Lee looked up and noticed Roscoe standing at an awkward distance. ‘I should probably go,’ he said. ‘Leave you two to catch up.’
‘No, of course not,’ Cora said. ‘We all need to catch up, and you made the dinner, Lee.’
Lee chuckled. ‘That’s giving me way too much credit. I just followed orders.’
‘You’re the one she meant to be feeding tonight,’ Roscoe said. ‘I’m the unexpected guest.’
‘A little more than a guest, I hear,’ Lee said. ‘It all happened so fast after I left, I wasn’t around to congratulate you.’ He stepped up to Roscoe and stuck out his hand. ‘You’re a lucky man.’
Roscoe thought he registered a hard-edged stiffness under Lee’s ease, and when his friend glanced back at Cora, he thought he read desire in his eyes. ‘When did you get back?’ he asked.
‘End of May,’ Lee said, sticking his nose back in the pot.
A man could catch feelings in four months.
It had taken him far less time with Megan, but Lee would never make a play for a friend’s wife.
Just because Roscoe had stumbled, it didn’t mean everybody else had.
Being here with Cora felt all kinds of confusing, making him invent looks and crushes where there were only friendships and goodwill.
Feeling wrong-footed translated into a surly gruffness he carried throughout the meal.
He wished Benny was home to help him get things back on track.
Momma North came in as they were finishing up eating and let out a shriek of excitement to see him sitting there. She wrapped her short arms around him with a ‘Praise Jesus,’ and had him turn around for her with a ‘Let me look at you.’
She wanted him to tell her about being over there, so he repeated the same safe stories he’d just told Cora and Lee.
‘I better get going,’ Lee said, as Roscoe started in again on a story about a confusion between cookies and biscuits.
He reached over to Roscoe, and they performed their old elaborate buddy handshake as naturally as if they’d done it yesterday.
It seemed strange to Roscoe that they could fall back so easily into their life from before, as if nothing had changed when everything had.
When he left, Cora excused herself to go make up the bed.
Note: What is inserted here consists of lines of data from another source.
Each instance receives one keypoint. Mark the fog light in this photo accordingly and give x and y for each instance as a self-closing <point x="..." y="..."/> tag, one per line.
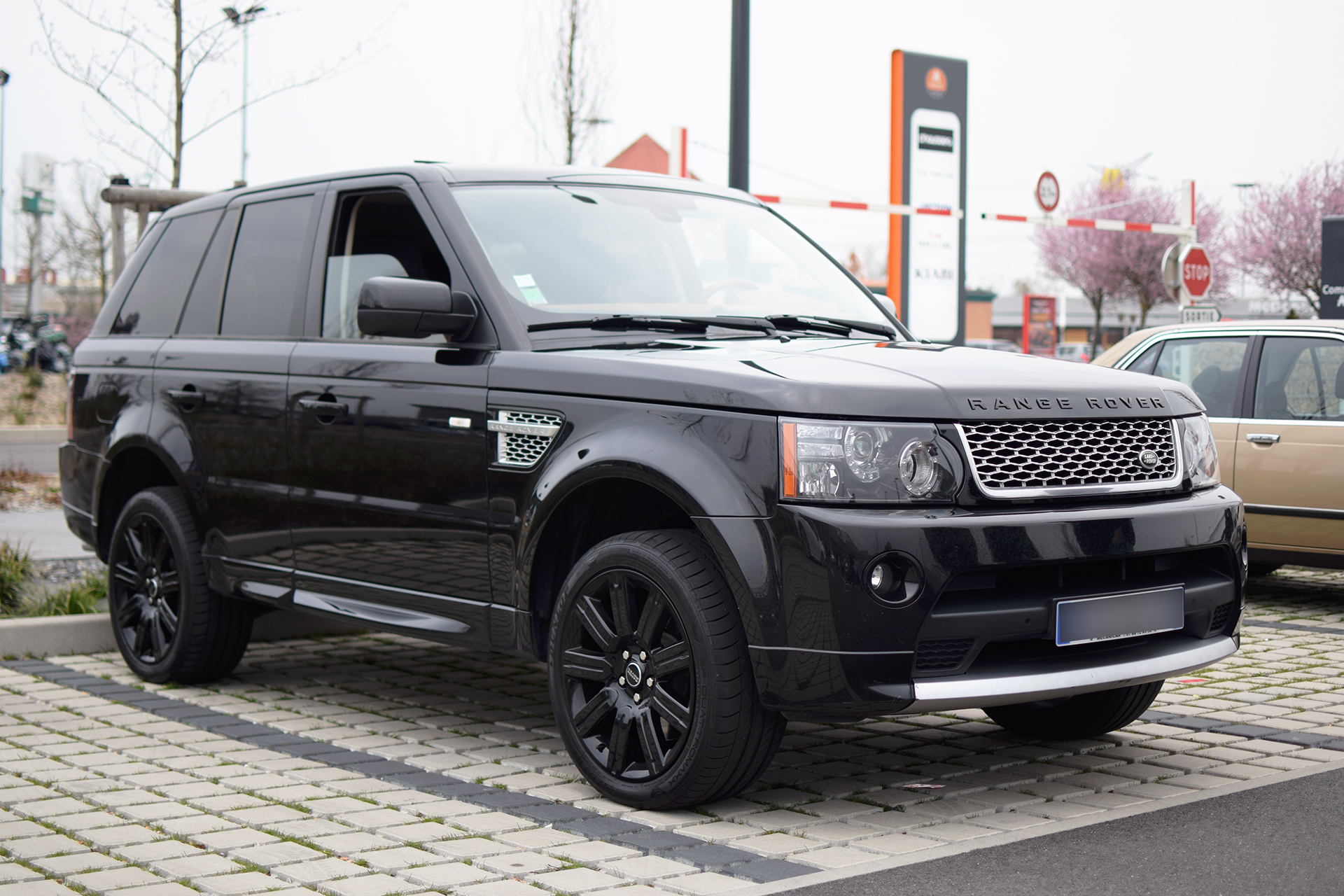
<point x="895" y="580"/>
<point x="918" y="469"/>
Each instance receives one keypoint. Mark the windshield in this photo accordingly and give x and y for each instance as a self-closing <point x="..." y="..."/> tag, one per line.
<point x="612" y="250"/>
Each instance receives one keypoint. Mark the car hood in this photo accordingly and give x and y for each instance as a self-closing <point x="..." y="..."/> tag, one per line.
<point x="844" y="378"/>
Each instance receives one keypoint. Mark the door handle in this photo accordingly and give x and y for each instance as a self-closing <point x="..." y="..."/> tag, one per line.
<point x="187" y="398"/>
<point x="323" y="409"/>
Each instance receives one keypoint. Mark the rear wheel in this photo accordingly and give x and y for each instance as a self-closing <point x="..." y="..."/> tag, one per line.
<point x="1081" y="716"/>
<point x="651" y="682"/>
<point x="168" y="625"/>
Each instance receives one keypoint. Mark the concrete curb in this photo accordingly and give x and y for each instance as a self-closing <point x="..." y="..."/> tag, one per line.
<point x="92" y="633"/>
<point x="31" y="434"/>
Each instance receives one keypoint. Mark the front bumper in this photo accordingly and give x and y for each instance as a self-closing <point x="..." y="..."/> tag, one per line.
<point x="1132" y="665"/>
<point x="824" y="648"/>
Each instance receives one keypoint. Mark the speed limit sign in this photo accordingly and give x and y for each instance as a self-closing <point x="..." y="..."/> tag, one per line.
<point x="1047" y="192"/>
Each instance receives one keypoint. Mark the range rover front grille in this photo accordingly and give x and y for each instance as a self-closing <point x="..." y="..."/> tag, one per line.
<point x="1012" y="457"/>
<point x="933" y="656"/>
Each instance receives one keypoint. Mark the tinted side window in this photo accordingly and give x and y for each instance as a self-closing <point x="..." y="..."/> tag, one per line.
<point x="375" y="235"/>
<point x="1211" y="365"/>
<point x="207" y="293"/>
<point x="1147" y="360"/>
<point x="1300" y="379"/>
<point x="270" y="257"/>
<point x="155" y="300"/>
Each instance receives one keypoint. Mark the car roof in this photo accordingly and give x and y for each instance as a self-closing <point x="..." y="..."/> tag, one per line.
<point x="468" y="174"/>
<point x="1112" y="355"/>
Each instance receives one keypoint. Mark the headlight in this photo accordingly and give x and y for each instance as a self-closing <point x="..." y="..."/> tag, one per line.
<point x="876" y="463"/>
<point x="1198" y="451"/>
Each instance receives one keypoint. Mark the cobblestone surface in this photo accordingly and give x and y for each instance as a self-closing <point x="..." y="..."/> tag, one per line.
<point x="379" y="764"/>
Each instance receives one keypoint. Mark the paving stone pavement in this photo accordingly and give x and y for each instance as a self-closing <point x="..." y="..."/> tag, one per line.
<point x="378" y="764"/>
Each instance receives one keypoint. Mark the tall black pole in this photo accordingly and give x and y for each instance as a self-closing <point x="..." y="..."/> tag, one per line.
<point x="741" y="94"/>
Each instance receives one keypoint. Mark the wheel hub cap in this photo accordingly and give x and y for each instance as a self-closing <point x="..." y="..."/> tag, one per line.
<point x="628" y="675"/>
<point x="634" y="673"/>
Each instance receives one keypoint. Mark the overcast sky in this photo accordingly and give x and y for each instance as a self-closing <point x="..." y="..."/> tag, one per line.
<point x="1218" y="92"/>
The comment sat heavily in the room. They had never talked about their expectations for this marriage. They’d just rushed blindly into everything, figuring they’d work the rest out later. Now it was later, and nothing was clear.
He stumbled through his biscuit story, and when she came back, she told him it was all set.
‘Whenever you’re ready,’ she said, ‘I’ve made up Benny’s bed for you. You must be worn out.’
He went into the bedroom and, sure enough, she’d put fresh sheets on Benny’s bed as well as on her own, and she’d hung a fresh curtain between them down the middle of the room.